These results are not consistent with a straightforward model in which modulation frequency in the range of 10–60 Hz is signaled by the spike rate of cortical neurons. A sizeable majority of units has best modulation frequencies ∼10 Hz. That indicates that modulation tuning of spike rates is not a likely candidate for representation of modulation frequencies in the range of 20–60 Hz. The tonic spike rates of single neurons can vary with modulation frequency, such that a change in spike rate might signal a change in modulation frequency, but spike rates and the frequency dependence of spike rates are confounded by changes in modulation depth. The spike rates of the single unit plotted in Fig. 5, for instance, varied by a factor of ∼2 between modulation depths of −25 and −15 dB, whereas vector strength was essentially constant over that range. Similar characteristics are seen in the distribution of spike rates across the entire sample of units (Fig. 12). One must leave open the possibility that different conclusions might be reached in a future study in unanesthetized animals. Nevertheless, these results show that the sensitivity of cortical neurons to modulation frequency is so confounded by modulation-depth sensitivity that the modulation-frequency information carried by spike rates is essentially uninformative.

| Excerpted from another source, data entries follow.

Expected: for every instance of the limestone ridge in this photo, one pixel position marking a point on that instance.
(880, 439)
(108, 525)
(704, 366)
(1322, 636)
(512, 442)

Cochlear implant users report increases in perceived pitch corresponding to increases in the rate of unmodulated pulse trains to rates as high as 300 pps (Geurts and Wouters 2001; Kong et al. 2004; McKay et al. 1994; Xu et al. 2002; Zeng 2002). Based on the present results, it seems highly unlikely that discriminations of such high pulse rates rely on phase-locked activity in the auditory cortex. No data are available for electrical stimulation in unanesthetized primates, but the acoustic click data in unanesthetized marmosets (Liang et al. 2002) indicate that only ∼20% of cortical neurons phase lock to 128-cps click trains and only a handful phase lock to 256 cps. Evidence for an alternative, non–phase-locked, representation of pulse rate comes from the work of Lu et al. (2001) in the auditory cortex of unanesthetized marmosets. Those investigators described a class of “nonsynchronized” units that showed spike rates that increased with increases in acoustic click rates beginning at rates of 50 cps/s or higher. If such a rate code exists for electric hearing, it could conceivably account for rate-pitch perception in cochlear implant users. In this study, ∼30% of units showed tonic non–phase-locked responses that generally increased in spike rate with increases in pulse rates above ∼50 pps, but that effect was not robust and showed considerable trial-by-trial variation (data not shown). One presumes that the low tonic rates observed in this study were at least partially caused by the use of anesthetic. Future studies in unanesthetized animals are needed to test whether nonsynchronized tonic spike rates could signal rate pitch in electric hearing.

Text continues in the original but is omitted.